What follows are some thoughts from Paul Graham's talk last night.
Variation in wealth is a sign of variation in productivity. Low-tech societies don't have variations in connectivity.
We need to understand especially productive people. How do you recognize them? How do you become one? How do you get them to come to work for you?
Like all craftsmen, hackers like good tools. They refuse to work on projects that use the "wrong" tools.
When you decide what infrastructure to use on a project, you're not just making a technical decision. You're making a social decision. The quality of the people who work on your project will depend on the tools you choose.
Programming languages are mediums of expressions. They are more than standards.
Good hackers insist on control. That's why they prefer open source.
After software, the most important tool to a hacker is the office. Offices are places to think in. Making hackers work in a noisy environment is like having a paint factory where the air is filled with grit and dirt.
What tools do hackers choose when they can choose freely? Open source operating systems and languages like Perl and Python.
People like to work with people with high standards. Buts its not enough just to be exacting. If you're not a hacker, you can't tell who the good hackers are. To drive design, the manager must be the most demanding user of the company's product.
Solving a lot of nasty little problems is not nearly as interesting as solving a few big problems. Solving nasty little problems doesn't teach you anything. Big problems have patterns. Solving nasty little problems makes you stupid.
Great hackers like other great hackers. Good hackers clump.
Having great hackers is not in itself enough to ensure success. A company that can attract great hackers has a definite advantage.

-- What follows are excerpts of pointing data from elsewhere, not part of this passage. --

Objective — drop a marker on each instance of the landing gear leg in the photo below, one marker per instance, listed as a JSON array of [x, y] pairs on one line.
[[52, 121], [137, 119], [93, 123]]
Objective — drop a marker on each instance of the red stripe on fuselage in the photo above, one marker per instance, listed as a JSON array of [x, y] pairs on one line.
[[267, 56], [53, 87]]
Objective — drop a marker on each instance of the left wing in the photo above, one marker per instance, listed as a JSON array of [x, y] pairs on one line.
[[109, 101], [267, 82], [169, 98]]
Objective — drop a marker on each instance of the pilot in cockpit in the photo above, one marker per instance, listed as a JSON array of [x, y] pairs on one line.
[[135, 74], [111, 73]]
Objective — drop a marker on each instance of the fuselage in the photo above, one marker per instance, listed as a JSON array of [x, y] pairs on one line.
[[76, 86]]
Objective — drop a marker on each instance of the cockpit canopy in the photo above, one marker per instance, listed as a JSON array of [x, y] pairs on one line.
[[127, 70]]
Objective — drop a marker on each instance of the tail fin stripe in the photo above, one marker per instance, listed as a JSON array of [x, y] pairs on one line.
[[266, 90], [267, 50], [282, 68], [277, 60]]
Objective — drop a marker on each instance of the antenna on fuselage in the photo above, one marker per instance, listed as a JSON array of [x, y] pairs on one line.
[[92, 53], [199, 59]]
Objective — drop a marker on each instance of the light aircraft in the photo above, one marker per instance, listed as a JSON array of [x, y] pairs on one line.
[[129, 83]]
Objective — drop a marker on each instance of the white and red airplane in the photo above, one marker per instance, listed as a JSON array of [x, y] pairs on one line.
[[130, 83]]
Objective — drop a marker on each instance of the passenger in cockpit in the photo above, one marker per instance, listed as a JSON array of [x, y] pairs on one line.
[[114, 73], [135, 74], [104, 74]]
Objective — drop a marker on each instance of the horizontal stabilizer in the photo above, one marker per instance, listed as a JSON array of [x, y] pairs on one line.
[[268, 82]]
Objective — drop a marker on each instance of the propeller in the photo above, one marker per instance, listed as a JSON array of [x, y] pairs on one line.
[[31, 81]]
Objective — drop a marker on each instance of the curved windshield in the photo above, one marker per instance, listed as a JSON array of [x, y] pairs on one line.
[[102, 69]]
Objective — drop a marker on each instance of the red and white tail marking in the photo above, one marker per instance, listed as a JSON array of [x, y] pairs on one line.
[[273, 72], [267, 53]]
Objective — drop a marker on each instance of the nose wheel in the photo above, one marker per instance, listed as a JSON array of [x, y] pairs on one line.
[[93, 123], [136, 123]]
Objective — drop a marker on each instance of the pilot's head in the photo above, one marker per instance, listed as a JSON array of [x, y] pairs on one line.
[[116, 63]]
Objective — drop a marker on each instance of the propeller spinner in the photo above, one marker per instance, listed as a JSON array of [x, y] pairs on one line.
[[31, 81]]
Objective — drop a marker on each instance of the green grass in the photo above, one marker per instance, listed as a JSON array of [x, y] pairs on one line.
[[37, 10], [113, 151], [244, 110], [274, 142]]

How do you know when you meet a great hacker? It seems the only way to tell is to work with them. This is why Universities are at the center of high tech areas. They serve as intellectual dating services.
How do you become a great hacker? The key to being a good hacker may be to work on things they like. To do something well, you have to love it. If you're worried that your current job is rotting your brain, it probably is. Curiosity is listed as the number one property of great hackers given by many people. The ability to concentrate is also frequently mentioned. If may not be possible to cultivate these qualities, but it is possible to repress them.